Not everything is rosy. The city council, of which Grizzle is a member, just had to lay off 10 city workers because a previous administration had worked the city into a budget hole, and drastic measures were required to dig out of it. A new city administrator has been hired and started work, and the fiscal emergency is not likely to recur.

Meanwhile, this town of about 16,000 looks pretty good in the pale sunlight of an April Tuesday. There’s plenty of traffic on Main Street (Highway 20). Most of the storefronts seem to be filled, even if many are second-hand shops. The sales lot of a former auto dealership (I bought a truck there once) has sprouted a coffee joint even though the car store is still vacant and for sale.

On the campus of Lebanon’s growing medical school, the buildings including the student apartments look new and bright. The campus along with the new fitness center of Samaritan Health Services, and the hospital across the street, are tangible signs of the town’s effort to make itself a focus of medical education in western Oregon.

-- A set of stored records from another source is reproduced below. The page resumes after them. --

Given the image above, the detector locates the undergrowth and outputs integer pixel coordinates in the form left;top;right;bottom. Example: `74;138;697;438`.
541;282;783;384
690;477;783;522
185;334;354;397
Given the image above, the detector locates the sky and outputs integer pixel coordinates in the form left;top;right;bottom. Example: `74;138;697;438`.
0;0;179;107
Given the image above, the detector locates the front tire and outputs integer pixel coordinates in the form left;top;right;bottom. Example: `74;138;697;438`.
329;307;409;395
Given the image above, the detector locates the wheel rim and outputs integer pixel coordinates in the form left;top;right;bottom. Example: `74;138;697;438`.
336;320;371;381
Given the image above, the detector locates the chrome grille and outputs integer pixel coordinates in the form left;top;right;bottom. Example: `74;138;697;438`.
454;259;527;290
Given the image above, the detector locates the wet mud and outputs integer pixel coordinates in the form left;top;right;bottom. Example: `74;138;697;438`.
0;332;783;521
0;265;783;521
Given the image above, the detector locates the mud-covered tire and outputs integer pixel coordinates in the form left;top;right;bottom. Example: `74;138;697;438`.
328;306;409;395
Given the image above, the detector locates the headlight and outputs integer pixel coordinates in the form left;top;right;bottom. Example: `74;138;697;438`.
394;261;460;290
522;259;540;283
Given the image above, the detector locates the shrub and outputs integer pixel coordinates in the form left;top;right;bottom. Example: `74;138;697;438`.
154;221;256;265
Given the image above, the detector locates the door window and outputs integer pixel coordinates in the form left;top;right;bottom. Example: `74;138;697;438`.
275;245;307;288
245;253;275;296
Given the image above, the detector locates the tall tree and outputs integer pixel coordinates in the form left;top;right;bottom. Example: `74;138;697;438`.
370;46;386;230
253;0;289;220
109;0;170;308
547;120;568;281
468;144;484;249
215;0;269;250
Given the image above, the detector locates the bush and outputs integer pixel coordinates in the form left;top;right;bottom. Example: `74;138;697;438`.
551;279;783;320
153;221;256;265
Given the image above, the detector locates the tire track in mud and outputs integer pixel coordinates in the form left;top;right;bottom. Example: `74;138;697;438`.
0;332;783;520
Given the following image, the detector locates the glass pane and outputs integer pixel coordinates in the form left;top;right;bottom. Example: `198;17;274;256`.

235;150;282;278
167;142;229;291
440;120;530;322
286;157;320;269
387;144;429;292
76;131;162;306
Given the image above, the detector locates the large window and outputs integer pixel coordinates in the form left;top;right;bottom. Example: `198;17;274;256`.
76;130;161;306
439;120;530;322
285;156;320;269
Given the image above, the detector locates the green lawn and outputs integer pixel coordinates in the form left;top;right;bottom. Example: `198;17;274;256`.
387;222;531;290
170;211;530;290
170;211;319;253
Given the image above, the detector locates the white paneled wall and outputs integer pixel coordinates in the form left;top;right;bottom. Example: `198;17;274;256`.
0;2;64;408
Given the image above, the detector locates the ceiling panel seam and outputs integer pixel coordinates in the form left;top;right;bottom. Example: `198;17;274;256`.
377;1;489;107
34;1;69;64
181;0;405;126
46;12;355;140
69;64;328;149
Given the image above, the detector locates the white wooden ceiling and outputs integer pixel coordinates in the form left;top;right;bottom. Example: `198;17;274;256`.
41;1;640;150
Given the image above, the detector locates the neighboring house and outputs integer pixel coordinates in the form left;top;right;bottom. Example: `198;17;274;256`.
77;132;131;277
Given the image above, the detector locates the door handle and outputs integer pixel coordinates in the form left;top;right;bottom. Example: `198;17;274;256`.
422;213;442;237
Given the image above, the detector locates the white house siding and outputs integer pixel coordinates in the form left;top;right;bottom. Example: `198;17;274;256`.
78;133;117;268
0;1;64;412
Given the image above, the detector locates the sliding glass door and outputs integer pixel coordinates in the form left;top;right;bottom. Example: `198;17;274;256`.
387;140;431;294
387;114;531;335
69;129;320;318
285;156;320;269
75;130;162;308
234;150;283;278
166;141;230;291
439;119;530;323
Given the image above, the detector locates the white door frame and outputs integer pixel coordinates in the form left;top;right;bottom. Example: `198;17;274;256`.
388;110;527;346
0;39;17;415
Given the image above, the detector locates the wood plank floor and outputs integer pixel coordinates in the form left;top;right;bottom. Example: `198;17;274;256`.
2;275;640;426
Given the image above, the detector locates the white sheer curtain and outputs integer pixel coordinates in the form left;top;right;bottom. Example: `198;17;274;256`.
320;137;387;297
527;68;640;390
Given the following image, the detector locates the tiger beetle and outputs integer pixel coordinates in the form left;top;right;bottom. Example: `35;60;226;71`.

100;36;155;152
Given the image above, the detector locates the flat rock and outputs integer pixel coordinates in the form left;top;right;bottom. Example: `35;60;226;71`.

Lebanon's Justice Center. (The blue ribbons signify the need to be aware of and combat child abuse.)

Lebanon’s Justice Center. (The blue ribbons signify the need to be aware of and combat child abuse.)

Lebanon used an aggressive urban renewal program to pull itself out of the doldrums in which it languished when its history as a mill town came to a grinding halt in the period after the 1980s. It used the program to build streets and extend utilities to vacant lands, areas now occupied by the medical school and Lowe’s huge distribution center and other industries.

The city also managed, within the past few years, to build a brand new public library and a justice center, which houses the police department and the city court, as well as a little jail. Looking at those handsome buildings now, you get the feeling you’re in a town that works. (hh)





One response to “Lebanon, a town that works”

  1. Craig Ziegenhagel says:

    Yet Linn County’s unemployment rate is 8.4%, I suspect Lebannon’s is similar. The handsome buildings cost taxpayers a lot of money….money they may not feel they can let go from their own budgets.